Characterizing Lung Particulates Using Quantitative Microscopy in Coal Miners With Severe Pneumoconiosis

Author:

Hua Jeremy T.123,Cool Carlyne D.45,Lowers Heather A.6,Go Leonard H. T.7,Zell-Baran Lauren M.13,Sarver Emily A.8,Almberg Kirsten S.7,Pang Kathy D.1,Majka Susan M.9,Franko Angela D.10,Vorajee Naseema I.11,Cohen Robert A.7,Rose Cecile S.12

Affiliation:

1. From the Division of Environmental and Occupational Health Sciences (Hua, Zell-Baran, Pang, Rose), National Jewish Health, Denver, Colorado.

2. From the Division of Pulmonary Sciences and Critical Care Medicine (Hua, Rose), University of Colorado, Aurora.

3. From the Department of Epidemiology in the Colorado School of Public Health (Hua, Zell-Baran), University of Colorado, Aurora.

4. From the Division of Pathology (Cool), National Jewish Health, Denver, Colorado.

5. From the Department of Pathology (Cool), University of Colorado, Aurora.

6. From the Geology, Geophysics, and Geochemistry Science Center, US Geological Survey, Denver, Colorado (Lowers).

7. From the Environmental and Occupational Health Sciences Division, University of Illinois Chicago School of Public Health, Chicago (Go, Almberg, Cohen).

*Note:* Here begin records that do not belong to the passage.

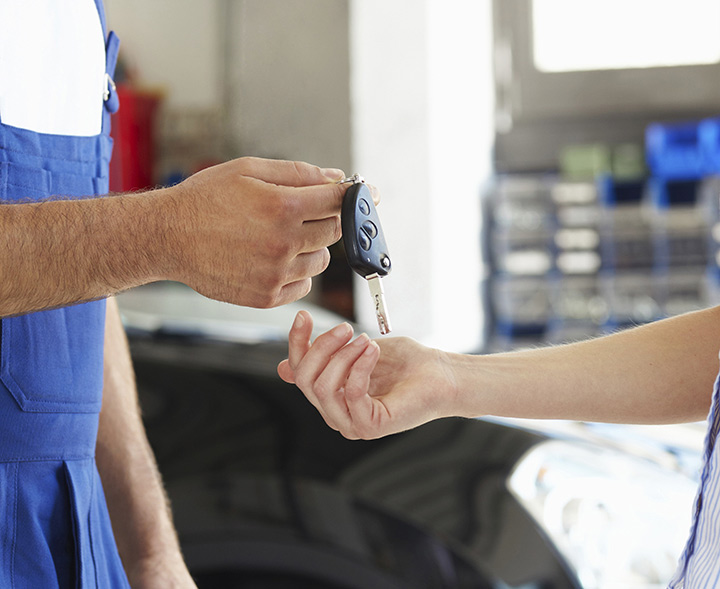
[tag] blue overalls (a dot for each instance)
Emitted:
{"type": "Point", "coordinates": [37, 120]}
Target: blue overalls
{"type": "Point", "coordinates": [54, 526]}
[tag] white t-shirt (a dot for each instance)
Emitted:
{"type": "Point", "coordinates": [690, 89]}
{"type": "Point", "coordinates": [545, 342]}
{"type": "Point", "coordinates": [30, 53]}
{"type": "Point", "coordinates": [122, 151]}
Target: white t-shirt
{"type": "Point", "coordinates": [52, 66]}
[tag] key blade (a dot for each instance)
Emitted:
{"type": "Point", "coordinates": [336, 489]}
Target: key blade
{"type": "Point", "coordinates": [378, 295]}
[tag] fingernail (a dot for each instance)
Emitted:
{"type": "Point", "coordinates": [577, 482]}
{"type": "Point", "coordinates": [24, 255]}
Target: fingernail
{"type": "Point", "coordinates": [371, 349]}
{"type": "Point", "coordinates": [299, 321]}
{"type": "Point", "coordinates": [342, 330]}
{"type": "Point", "coordinates": [333, 174]}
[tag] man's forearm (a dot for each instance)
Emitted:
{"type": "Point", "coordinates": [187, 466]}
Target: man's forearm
{"type": "Point", "coordinates": [249, 232]}
{"type": "Point", "coordinates": [658, 373]}
{"type": "Point", "coordinates": [60, 252]}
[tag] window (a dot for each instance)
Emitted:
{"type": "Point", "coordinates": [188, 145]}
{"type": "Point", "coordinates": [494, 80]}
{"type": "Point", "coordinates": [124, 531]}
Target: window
{"type": "Point", "coordinates": [569, 72]}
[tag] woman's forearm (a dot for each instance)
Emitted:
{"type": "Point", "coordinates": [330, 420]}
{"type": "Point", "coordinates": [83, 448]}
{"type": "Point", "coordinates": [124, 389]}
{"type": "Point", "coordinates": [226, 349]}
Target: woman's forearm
{"type": "Point", "coordinates": [657, 373]}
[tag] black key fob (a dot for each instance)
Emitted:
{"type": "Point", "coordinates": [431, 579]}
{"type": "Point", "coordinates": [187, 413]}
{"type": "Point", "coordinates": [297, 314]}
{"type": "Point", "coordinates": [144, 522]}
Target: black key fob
{"type": "Point", "coordinates": [363, 237]}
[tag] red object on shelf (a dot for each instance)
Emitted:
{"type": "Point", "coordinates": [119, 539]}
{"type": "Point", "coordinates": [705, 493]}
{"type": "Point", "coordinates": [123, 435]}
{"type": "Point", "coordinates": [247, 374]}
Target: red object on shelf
{"type": "Point", "coordinates": [133, 132]}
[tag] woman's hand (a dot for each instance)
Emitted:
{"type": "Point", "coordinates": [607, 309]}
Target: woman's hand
{"type": "Point", "coordinates": [367, 389]}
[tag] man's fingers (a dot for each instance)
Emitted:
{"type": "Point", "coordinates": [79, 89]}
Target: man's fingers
{"type": "Point", "coordinates": [299, 339]}
{"type": "Point", "coordinates": [319, 234]}
{"type": "Point", "coordinates": [287, 173]}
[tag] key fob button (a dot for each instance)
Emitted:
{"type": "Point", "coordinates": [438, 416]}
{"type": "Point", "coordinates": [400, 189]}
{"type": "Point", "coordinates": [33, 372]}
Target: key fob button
{"type": "Point", "coordinates": [364, 241]}
{"type": "Point", "coordinates": [370, 228]}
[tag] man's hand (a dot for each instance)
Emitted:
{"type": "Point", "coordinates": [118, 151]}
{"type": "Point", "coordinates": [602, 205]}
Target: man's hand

8. From the Department of Mining and Minerals Engineering, Virginia Tech, Blacksburg (Sarver).

9. From the Division of Pulmonary, Critical Care, and Sleep Medicine (Majka), National Jewish Health, Denver, Colorado.

10. From the Department of Pathology and Laboratory Medicine, University of Calgary, Calgary, Alberta, Canada (Franko).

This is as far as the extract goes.